Diário da Covid-19: homens idosos são as principais vítimas da pandemia

Casal de idosos tem a sua temperatura checada na entrada no Mercadão de Madureira. Foto Allan Carvalho/NurPhoto

Dados do Ministério da Saúde mostram que 72,9% dos mortos têm mais de 60 anos e a 58,8% são do sexo masculino

Por José Eustáquio Diniz Alves | ODS 3 • Publicada em 23 de junho de 2020 - 11:18 • Atualizada em 19 de dezembro de 2021 - 11:50

Casal de idosos tem a sua temperatura checada na entrada no Mercadão de Madureira. Foto Allan Carvalho/NurPhoto

A pandemia do Sars-CoV-2 tem um impacto muito diferenciado em termos de geração e gênero, tanto no agravamento dos casos, quanto no número de mortes. Apesar de infectar pessoas de todas as idades, a covid-19 é uma doença que tem matado principalmente homens e idosos e, entre os idosos, os muito idosos, com mais de 80 anos de idade. Isto acontece em todos os países, mas em proporções diferentes. O relatório da ONU, “The Impact of COVID-19 on older persons” mostra que as vítimas fatais do novo coronavírus representavam 80% dos idosos (60 anos e mais de idade) da China e 83% dos idosos da Itália. Na média mundial, morrem 51% de homens e 49% de mulheres.

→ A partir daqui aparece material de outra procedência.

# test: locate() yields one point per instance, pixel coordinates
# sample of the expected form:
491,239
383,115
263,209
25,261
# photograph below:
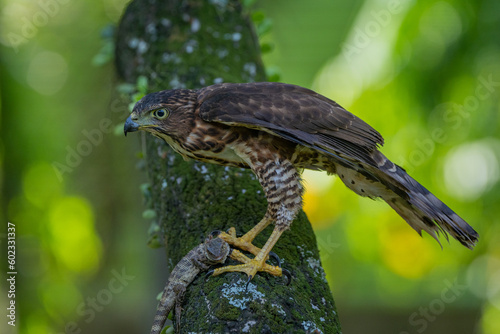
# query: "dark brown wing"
292,112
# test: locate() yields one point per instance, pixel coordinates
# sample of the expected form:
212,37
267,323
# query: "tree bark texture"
191,44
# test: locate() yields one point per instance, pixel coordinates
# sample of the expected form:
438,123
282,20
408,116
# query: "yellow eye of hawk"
161,113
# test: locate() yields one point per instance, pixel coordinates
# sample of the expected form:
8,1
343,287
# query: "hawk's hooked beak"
130,126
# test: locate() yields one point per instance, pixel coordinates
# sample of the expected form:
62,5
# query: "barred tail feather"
424,211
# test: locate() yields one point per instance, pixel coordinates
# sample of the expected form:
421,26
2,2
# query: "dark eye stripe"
160,113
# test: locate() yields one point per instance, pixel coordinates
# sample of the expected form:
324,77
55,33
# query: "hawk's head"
166,114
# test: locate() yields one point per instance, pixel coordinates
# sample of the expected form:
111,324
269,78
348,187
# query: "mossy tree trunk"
191,44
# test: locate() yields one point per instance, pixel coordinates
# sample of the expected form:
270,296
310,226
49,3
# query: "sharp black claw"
215,233
209,273
248,282
288,276
275,257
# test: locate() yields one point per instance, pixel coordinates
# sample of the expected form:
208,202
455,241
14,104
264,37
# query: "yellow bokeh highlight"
41,185
404,252
37,323
74,239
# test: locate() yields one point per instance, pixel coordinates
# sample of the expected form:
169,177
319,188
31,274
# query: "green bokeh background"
425,74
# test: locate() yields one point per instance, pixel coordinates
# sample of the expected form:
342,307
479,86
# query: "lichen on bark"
190,44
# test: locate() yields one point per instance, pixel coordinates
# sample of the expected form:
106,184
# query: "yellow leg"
245,242
252,266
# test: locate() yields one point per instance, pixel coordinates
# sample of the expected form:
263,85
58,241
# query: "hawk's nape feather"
292,112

Porém, no Brasil, a proporção de óbitos da covid-19 tem uma distribuição etária um pouco menos envelhecida e uma de proporção de homens mais acentuada. Para verificar o perfil de geração e gênero utilizamos os dados do Ministério da Saúde, que são oriundos do sistema e-SIVEP Gripe que registra os casos de hospitalizações de Síndrome Gripal, incluindo casos de Covid-19 (SRAG 2020 – Banco de Dados de Síndrome Respiratória Aguda Grave – incluindo dados da COVID-19).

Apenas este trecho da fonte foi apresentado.